До сих пор мне было непонятно поведение Окладина. Сейчас, когда в следствии по делу о «Слове о полку Игореве» мы сделали первые шаги, я вроде бы избавился от подозрений, что он каким-то образом причастен к полученному мною анонимному письму, но по-прежнему оставалось загадочным его скептическое отношение к «Слову».
Когда вышли из дома Пташникова, я прямо сказал об этом, надеясь, что Окладин объяснит свою позицию. Но он, выслушав меня, отделался шуткой:
– Считайте, я обнаружил собственноручное признание Мусина-Пушкина, что он был одним из тех, кто сочинил и подделал древний список.
– А если серьезно?
– Значит, в возможность такого поворота событий вы не верите? – улыбнулся Окладин и тут же сменил тон: – Что ж, если говорить серьезно, то я действительно надеюсь в ближайшее время получить документ, который позволит по-новому посмотреть на историю «Слова»…
Как ни старался, я не смог добиться от Окладина объяснений, что это за документ, откуда он должен поступить и каково его содержание. При этом он намекнул, что я тоже не совсем откровенен. И мне пришлось оставить свои упреки при себе.
Уже простившись с историком, я вдруг подумал: «А не написал ли Старик письмо и Окладину? Не сообщил ли Он ему то, что утаил от меня, – каким конкретным свидетельством, касающимся истории древнего списка, он обладает? А может, они хорошо знакомы и затеяли это расследование вдвоем, обговорив заранее свои роли?»
Так, вместо того чтобы избавиться от подозрений, я еще сильнее запутался в них.
Часть вторая. Убийство в графской усадьбе
Сыщик Кафф внимательно осмотрел индийский шкапчик и обошел вокруг всего
– Какая жалость! – сказал сыщик Кафф. – Как это случилось?
Инспектор, казалось, был застигнут врасплох, но поспешил оправдаться:
– Я не могу обременять свою память, – сказал он, – это пустяки, сущие пустяки.

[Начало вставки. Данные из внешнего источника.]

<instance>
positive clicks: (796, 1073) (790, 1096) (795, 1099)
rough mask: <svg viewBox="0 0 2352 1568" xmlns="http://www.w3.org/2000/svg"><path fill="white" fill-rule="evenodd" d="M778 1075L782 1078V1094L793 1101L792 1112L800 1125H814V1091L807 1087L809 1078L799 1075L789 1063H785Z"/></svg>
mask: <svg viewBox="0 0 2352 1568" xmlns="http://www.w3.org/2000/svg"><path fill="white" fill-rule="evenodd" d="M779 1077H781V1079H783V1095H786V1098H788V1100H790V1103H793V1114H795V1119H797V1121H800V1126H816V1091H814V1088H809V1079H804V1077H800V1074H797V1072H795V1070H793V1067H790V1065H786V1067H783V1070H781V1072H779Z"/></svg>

Сыщик Кафф посмотрел на Сигрэва, как смотрел на дорожки, посыпанные песком в питомнике роз, и со своей обычной меланхолией в первый раз дал нам урок, показавший нам его способности:
– На прошлой неделе я производил одно секретное следствие, господин инспектор, – сказал он. – На одном конце следствия было убийство, а на другом чернильное пятно на скатерти, которое никто не мог объяснить. Во всех моих странствиях по грязным закоулкам этого грязного света я еще не встречался с тем, что можно назвать пустяками…

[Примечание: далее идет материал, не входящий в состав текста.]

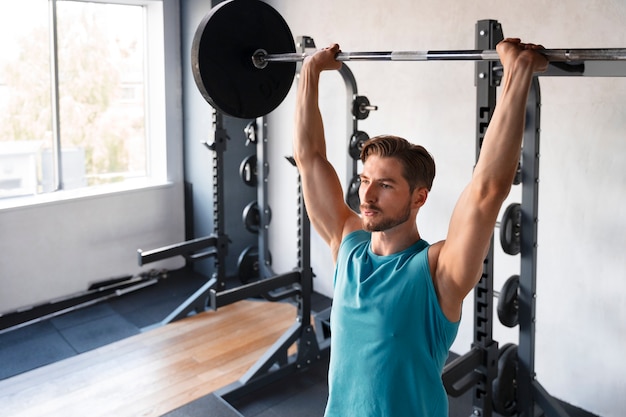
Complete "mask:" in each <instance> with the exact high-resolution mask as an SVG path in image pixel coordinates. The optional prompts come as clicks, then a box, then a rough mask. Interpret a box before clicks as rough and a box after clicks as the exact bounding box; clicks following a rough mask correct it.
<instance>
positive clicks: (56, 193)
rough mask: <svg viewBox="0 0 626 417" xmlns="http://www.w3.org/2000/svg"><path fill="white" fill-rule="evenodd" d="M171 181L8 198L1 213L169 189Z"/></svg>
mask: <svg viewBox="0 0 626 417" xmlns="http://www.w3.org/2000/svg"><path fill="white" fill-rule="evenodd" d="M172 185H173V183H172V182H170V181H157V180H153V179H148V178H142V179H136V180H127V181H124V182H123V183H119V184H107V185H101V186H95V187H85V188H79V189H75V190H64V191H56V192H52V193H45V194H38V195H29V196H24V197H14V198H7V199H5V200H0V213H1V212H3V211H12V210H20V209H23V208H30V207H35V206H44V205H51V204H66V203H68V202H71V201H76V200H82V199H93V198H101V197H106V196H111V195H115V194H124V193H132V192H136V191H143V190H149V189H158V188H169V187H171V186H172Z"/></svg>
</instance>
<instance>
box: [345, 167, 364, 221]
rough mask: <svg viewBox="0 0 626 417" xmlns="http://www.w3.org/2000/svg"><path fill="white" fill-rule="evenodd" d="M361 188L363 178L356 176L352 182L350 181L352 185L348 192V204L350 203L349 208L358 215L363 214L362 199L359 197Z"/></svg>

Глава первая. Соблюдая конспирацию
На следующий день после разыгранного Окладиным и Пташниковым допроса сиятельного графа в субботнем номере молодежной газеты появилась первая глава моего исторического очерка «Таинственное “Слово”, в которой рассказывалось о посещении ризницы Спасо-Преображенского собора и о разговоре на квартире Окладина, где было положено начало предпринятому нами расследованию.

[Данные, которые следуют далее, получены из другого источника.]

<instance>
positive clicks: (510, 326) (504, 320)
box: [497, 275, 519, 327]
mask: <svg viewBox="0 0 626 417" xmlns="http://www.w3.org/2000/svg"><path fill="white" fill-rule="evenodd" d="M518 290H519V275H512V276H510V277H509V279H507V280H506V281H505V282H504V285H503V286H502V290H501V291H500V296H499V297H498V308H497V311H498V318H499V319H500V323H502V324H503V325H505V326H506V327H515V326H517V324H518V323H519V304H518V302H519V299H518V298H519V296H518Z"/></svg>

Публикация открывалась заставкой: рядом с названием очерка, выведенным старинной вязью, в развернутом свитке был нарисован Спасо-Преображенский собор. Мысленно я поблагодарил редактора за такое впечатляющее, интригующее читателей оформление. Но ниже полужирным шрифтом было напечатано редакционное вступление, резко испортившее мое настроение. Звучало оно так:
«Трудно найти произведение с судьбой более удивительной и загадочной, чем “Слово о полку Игореве”. О нем написаны сотни книг, тысячи научных статей, но споры вокруг этого древнего произведения не стихают, его изучение продолжается. Автор очерка, главы из которого мы начинаем публиковать с этого номера газеты, ставит перед собой другую задачу – в занимательной форме расследования рассказать историю находки и гибели единственного списка “Слова”, найденного в Ярославле графом А.И. Мусиным-Пушкиным. Мы надеемся, очерк с интересом прочитают все любители русской истории, сохранившие в душе тягу к загадочному и неизвестному, жажду поисков и открытий. В разговоре с редактором газеты автор пообещал, что в конце очерка читателям будут представлены сенсационные, ранее нигде не публиковавшиеся сведения, связанные с историей “Слова о полку Игореве”, и, таким образом, наши читатели станут первыми, кто ознакомится с ними».